От края поляны к соснам один за другим спускались и потихоньку подползали все ближе несколько придурковатых мелких заброшенных существ из фурмановской группы. Они с печальными, осторожными взглядами приседали, делая вид, что просто решили поковыряться здесь в песке, и с жадным любопытством изучали, как Фурман, обливаясь соком, лопает огромный персик с пушистой кожицей и что там еще ему привалило. Дедушка щурился, Фурман посматривал с покровительственным, слегка предостерегающим равнодушием (как и на него самого, бывало, поглядывали другие счастливцы), они – ковырялись, опуская головы к земле. Наконец дедушка давал каждому из них по конфетке, и они, сразу оживая, укарабкивались наверх – ко всем…
С другого конца поляны долетал пронзительный голос воспитательницы, дедушка торопливо складывал в сумку бумажные обертки, колюче целовал Фурмана и делался меньше, меньше – под высоким плотно-голубым небом, под грозно сверкающим золотым комом солнца, на петляющих утоптанных тропиночках, скрываясь за кустами, рощицами, горками, и вот, промелькнув в последний раз далеко-далеко (а может, это был уже и не он), таял в дрожащем желто-зеленом мареве…

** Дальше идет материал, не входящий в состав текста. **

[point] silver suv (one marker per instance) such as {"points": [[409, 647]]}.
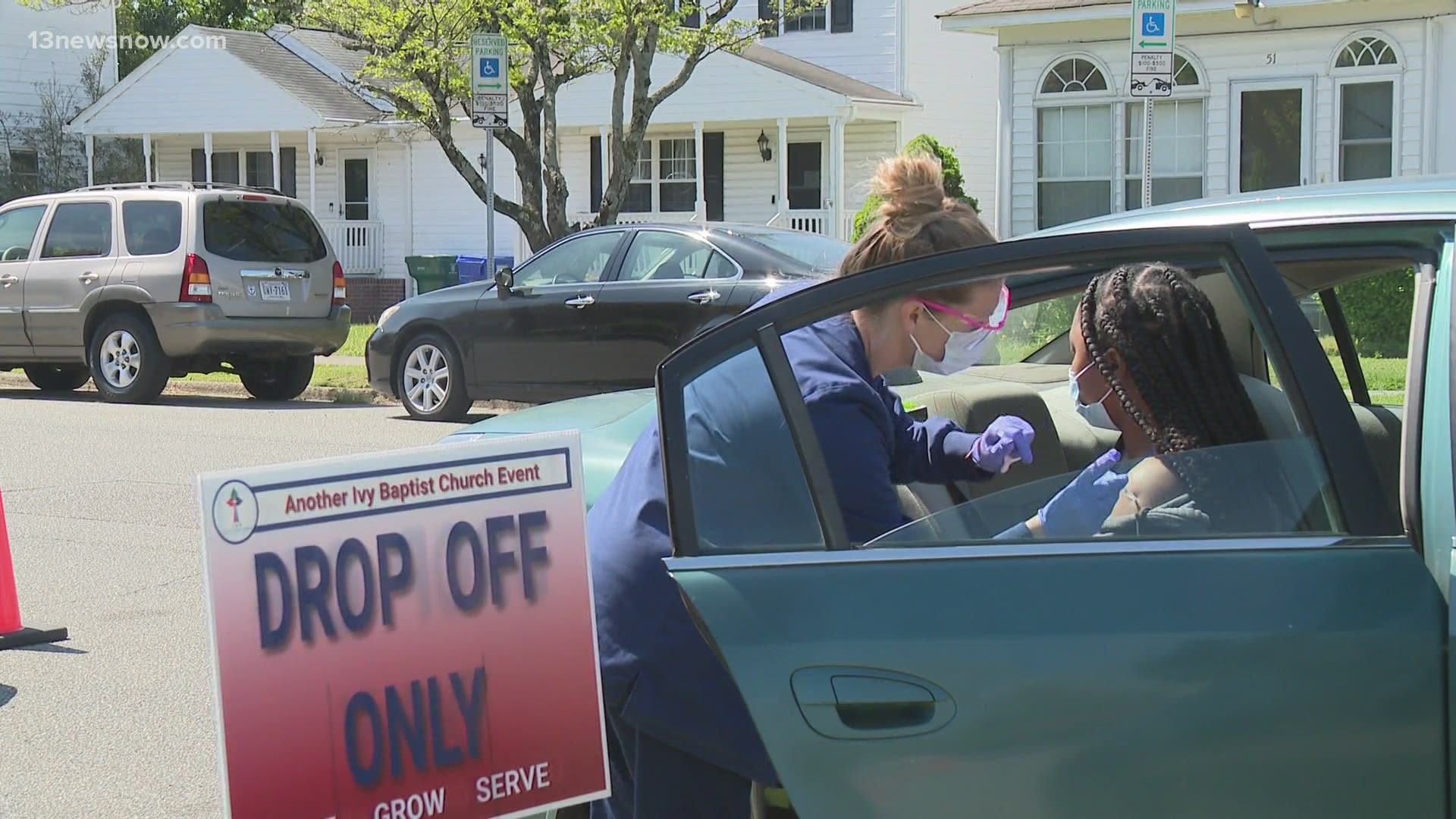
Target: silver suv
{"points": [[133, 284]]}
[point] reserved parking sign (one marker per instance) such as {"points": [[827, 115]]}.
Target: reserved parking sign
{"points": [[405, 634]]}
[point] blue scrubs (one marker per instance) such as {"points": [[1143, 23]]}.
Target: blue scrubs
{"points": [[680, 741]]}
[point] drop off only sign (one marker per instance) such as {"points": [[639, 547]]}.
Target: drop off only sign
{"points": [[1152, 74]]}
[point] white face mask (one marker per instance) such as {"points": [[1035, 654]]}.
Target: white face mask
{"points": [[1094, 413], [963, 350]]}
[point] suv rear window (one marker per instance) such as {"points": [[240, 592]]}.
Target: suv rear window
{"points": [[261, 232]]}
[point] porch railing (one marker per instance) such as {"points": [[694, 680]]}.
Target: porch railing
{"points": [[360, 245]]}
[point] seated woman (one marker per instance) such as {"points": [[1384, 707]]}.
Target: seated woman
{"points": [[1149, 360]]}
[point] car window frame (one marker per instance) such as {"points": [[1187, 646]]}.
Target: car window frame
{"points": [[712, 246], [1312, 384], [613, 261], [50, 224]]}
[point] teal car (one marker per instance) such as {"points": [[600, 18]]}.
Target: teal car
{"points": [[1299, 668]]}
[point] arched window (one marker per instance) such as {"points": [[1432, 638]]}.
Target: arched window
{"points": [[1074, 145], [1366, 72]]}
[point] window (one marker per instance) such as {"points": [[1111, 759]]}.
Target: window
{"points": [[18, 232], [261, 232], [574, 261], [25, 171], [1074, 148], [1178, 145], [152, 229], [658, 254]]}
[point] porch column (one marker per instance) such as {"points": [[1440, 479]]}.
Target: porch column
{"points": [[783, 169], [273, 143], [313, 162], [701, 206]]}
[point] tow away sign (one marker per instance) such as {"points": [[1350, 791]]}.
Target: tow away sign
{"points": [[405, 634]]}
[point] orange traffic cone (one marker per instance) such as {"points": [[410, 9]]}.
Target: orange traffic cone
{"points": [[14, 634]]}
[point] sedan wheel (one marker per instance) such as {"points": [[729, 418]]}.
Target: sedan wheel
{"points": [[431, 381]]}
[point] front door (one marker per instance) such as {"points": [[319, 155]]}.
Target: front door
{"points": [[1286, 659], [1272, 134]]}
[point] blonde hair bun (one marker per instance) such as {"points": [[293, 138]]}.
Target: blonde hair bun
{"points": [[910, 187]]}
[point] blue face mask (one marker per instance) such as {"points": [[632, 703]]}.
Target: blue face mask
{"points": [[1094, 413]]}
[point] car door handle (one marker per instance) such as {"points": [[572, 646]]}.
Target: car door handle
{"points": [[851, 703]]}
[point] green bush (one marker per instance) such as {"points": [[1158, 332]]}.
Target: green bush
{"points": [[949, 165]]}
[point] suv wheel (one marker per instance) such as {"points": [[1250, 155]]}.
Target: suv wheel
{"points": [[280, 379], [431, 379], [57, 378], [127, 362]]}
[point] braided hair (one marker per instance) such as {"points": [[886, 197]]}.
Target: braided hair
{"points": [[1166, 333]]}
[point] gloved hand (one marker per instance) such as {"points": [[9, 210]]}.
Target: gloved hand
{"points": [[1081, 507], [1006, 441]]}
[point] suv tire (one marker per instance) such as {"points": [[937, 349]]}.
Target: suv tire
{"points": [[57, 378], [127, 362], [278, 379], [430, 379]]}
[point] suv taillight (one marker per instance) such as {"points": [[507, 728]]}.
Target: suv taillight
{"points": [[197, 284]]}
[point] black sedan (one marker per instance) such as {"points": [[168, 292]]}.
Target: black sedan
{"points": [[593, 312]]}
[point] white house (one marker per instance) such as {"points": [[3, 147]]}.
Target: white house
{"points": [[39, 49], [1267, 93], [783, 133]]}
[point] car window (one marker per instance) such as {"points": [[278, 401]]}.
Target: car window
{"points": [[79, 229], [18, 229], [249, 231], [658, 256], [152, 229], [1269, 482], [576, 261]]}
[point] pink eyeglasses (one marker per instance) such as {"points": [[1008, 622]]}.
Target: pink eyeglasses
{"points": [[995, 322]]}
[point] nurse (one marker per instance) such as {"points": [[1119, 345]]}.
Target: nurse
{"points": [[680, 741]]}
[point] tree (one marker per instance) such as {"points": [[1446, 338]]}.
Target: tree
{"points": [[416, 58], [949, 167]]}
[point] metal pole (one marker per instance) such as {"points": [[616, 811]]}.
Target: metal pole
{"points": [[1147, 152], [490, 203]]}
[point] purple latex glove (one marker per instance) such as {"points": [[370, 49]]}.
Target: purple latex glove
{"points": [[1006, 441]]}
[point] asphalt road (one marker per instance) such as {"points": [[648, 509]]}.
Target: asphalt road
{"points": [[105, 534]]}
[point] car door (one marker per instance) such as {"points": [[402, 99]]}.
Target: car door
{"points": [[1285, 665], [18, 245], [538, 335], [669, 286], [76, 259]]}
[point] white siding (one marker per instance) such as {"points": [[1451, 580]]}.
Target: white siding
{"points": [[963, 112], [1225, 58], [868, 53]]}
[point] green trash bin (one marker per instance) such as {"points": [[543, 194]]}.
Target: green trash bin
{"points": [[433, 273]]}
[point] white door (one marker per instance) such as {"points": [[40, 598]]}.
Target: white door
{"points": [[1272, 124]]}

Некоторое время полностью включиться, вернуться в общий поток Фурману мешал твердый комок в груди; казалось странным, что ты находишься здесь и должен оставаться только здесь, – но вскоре эта легкая раздвоенность смывалась продолжающимися впечатлениями.
"Чего уставился?!"
Нежданный, наступил банный день. Режим смялся, конечно… Мыли в тазах, в маленькой запарившейся комнатушке рядом с кухней, по три человека за раз. В деловитых соскальзывающих и крепко хватающих руках покорное тельце то обливалось там и сям приятными струйками горяченькой водички, то по нему полз острый холодок – когда зачем-то приоткрывали дверь, то его как-то уж слишком решительно поворачивали, склоняли, жестко терли в нужных местах и наконец передавали, завертывая в полотенце, с рук на руки, но еще некоторое время, вытирая, зажимали и больновато подергивали за волосы.
– Сиди!
Фурман, укутанный полотенцем, сидел со спущенными ножками на высоком столике – приходил в себя.
Сквозь запотевшие стекла видны были кусочками густые ели возле домика, беззвучно махавшие лапами, а здесь – на взлете таял парок, и голоса были гулкими и одновременно какими-то наволгше-помятыми.
Дети средней группы уже заканчивались, надвигался обед. Краснолицая светловолосая Анна Андреевна, давно уже сбросившая белый воспитательский халат, домывала своего последнего, и Фурман посматривал, как теперь того вертят и дергают в разные стороны. Потом его тоже посадили на соседний столик, и высокая старуха няня принялась за него, уже почти не спеша.
– Фу, духота какая – не могу больше, вся мокрая! – говорила Анна Андреевна, обмахиваясь ладонью. – Может, мне тоже пока ополоснуться? Успею до обеда, как ты думаешь?